Les fonctionnaires préconisaient surtout de miser sur l’ascension sociale des habitants de ces lieux mis au ban. « L’intégration par le travail qui est une priorité pour donner à chaque jeune l’estime de soi » et « le sentiment de ne plus se sentir comme défavorisé et exclu », peut-on lire. La « tâche est néanmoins difficile » car « cette valeur » ne serait pas « reconnue dans les cités » au vu du « manque de qualification et du passé judiciaire de certains », croient savoir les fins limiers.

Relire ces remontées du renseignement intérieur presque vingt ans après leur rédaction, permet d’apprécier combien s’est imposée la « religion sécuritaire ». Depuis la mort de Zyed et Bouna, les interventions policières mortelles et leur impunité se sont accrues. L’usage des forces de l’ordre afin de pallier aux problèmes sociaux liés à des choix économiques austéritaires s’est systématisé.
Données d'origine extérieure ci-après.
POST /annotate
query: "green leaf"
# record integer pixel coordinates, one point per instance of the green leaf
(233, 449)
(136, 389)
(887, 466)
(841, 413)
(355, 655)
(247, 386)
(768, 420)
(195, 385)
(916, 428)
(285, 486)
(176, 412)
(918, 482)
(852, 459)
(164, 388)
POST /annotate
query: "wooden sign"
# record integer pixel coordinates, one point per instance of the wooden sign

Des marches justice et vérité aux manifestation climat, des gilets jaunes aux manif’ retraites, les manifestants n’ont trouvé aucune réponse politique concrète.
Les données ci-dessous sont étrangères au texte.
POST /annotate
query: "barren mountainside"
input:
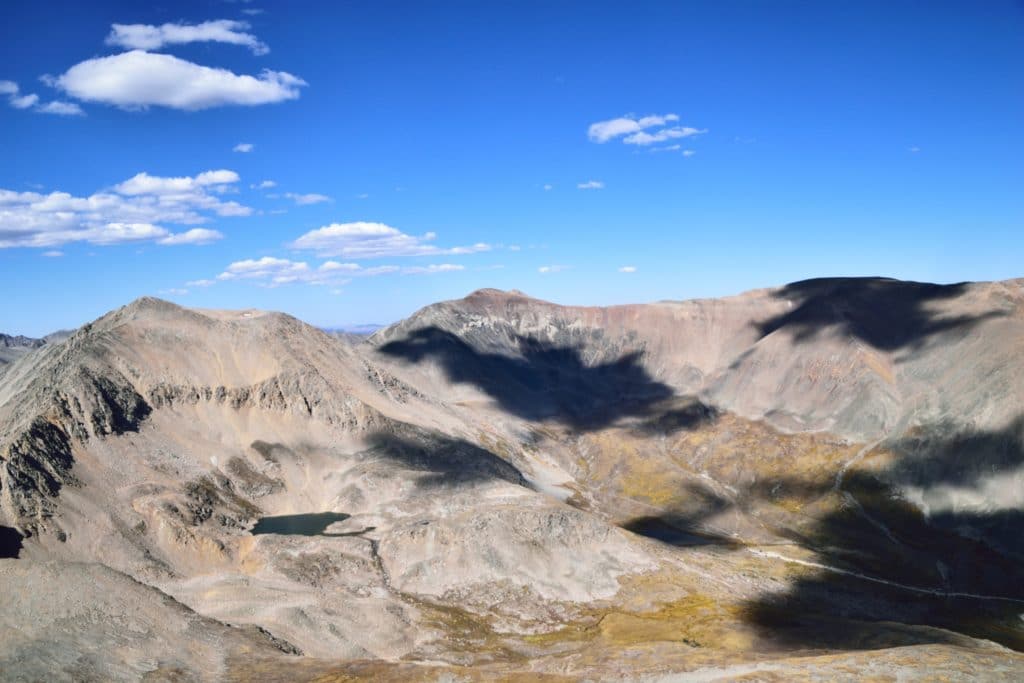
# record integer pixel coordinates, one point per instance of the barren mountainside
(823, 479)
À un an de la mort de Nahel et à la veille d’une possible accession du RN au pouvoir, on en mesure l’impressionnante efficacité en matière de prévention des violences : « Il est à craindre désormais que tout nouvel incident fortuit (re-sic) [décès d’un jeune d’un quartier, NDLR] ne provoque une nouvelle flambée de violences généralisées », concluaient les RG de 2005. La note interne débutait en ces termes : « Le calme apparent qui règne dans les cités ne doit pas accréditer l’idée que le fond du problème est réglé. » Comme un éternel recommencement.